Aunque Cataluña logró el año pasado la segunda mejor cifra de trasplantes de la historia, con 1.356 intervenciones (un 0,8% más que hace dos años), la OCATT ha detectado un patrón preocupante. Las negativas familiares a la donación de órganos han aumentado hasta el 27,6% en 2025, un porcentaje nunca visto desde que hay registros, lo que implica que casi un tercio de las familias catalanas descartan la donación.
Este porcentaje ha crecido gradualmente desde el 14,9% registrado hace diez años. El departamento de Salud apunta a “diferentes factores sociales” como causa. La negativa previa del posible donante o de su familia fue el motivo esgrimido en el 77% de los casos, mientras que un 6% adujo motivos religiosos y un 4% dudas sobre la muerte encefálica. Ante este incremento, la OCATT reforzará las acciones divulgativas para sensibilizar a la población.
“"La negociación tiene un límite, ya que, a pesar de perder un donante, es importante no sumar una herida más a la familia."
La coordinadora de trasplantes del Hospital Josep Trueta de Girona, Núria Masnou, destacó la importancia del documento de voluntades anticipadas para ahorrar problemas a los familiares.

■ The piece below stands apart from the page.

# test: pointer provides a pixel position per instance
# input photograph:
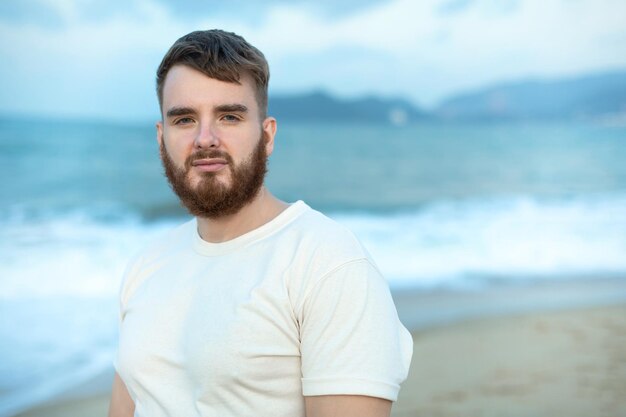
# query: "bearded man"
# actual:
(255, 307)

Masnou reconoció que, incluso con la voluntad expresada del difunto, a veces tienen que negociar con las familias que se niegan. La dinámica de negativas muestra una tendencia ascendente clara: 17,4% en 2022, 22,4% en 2023 y 25,8% en 2024.
A pesar del aumento de negativas, Cataluña se mantiene como referente mundial con 167 trasplantes por cada millón de habitantes, superando a los Estados Unidos (EE. UU.) (136) y la media española (132,8). La mayoría de los trasplantes de 2025 fueron renales (945), seguidos de los hepáticos (206) y los pulmonares (110). A 31 de diciembre de 2025, había 1.407 personas a la espera de un órgano.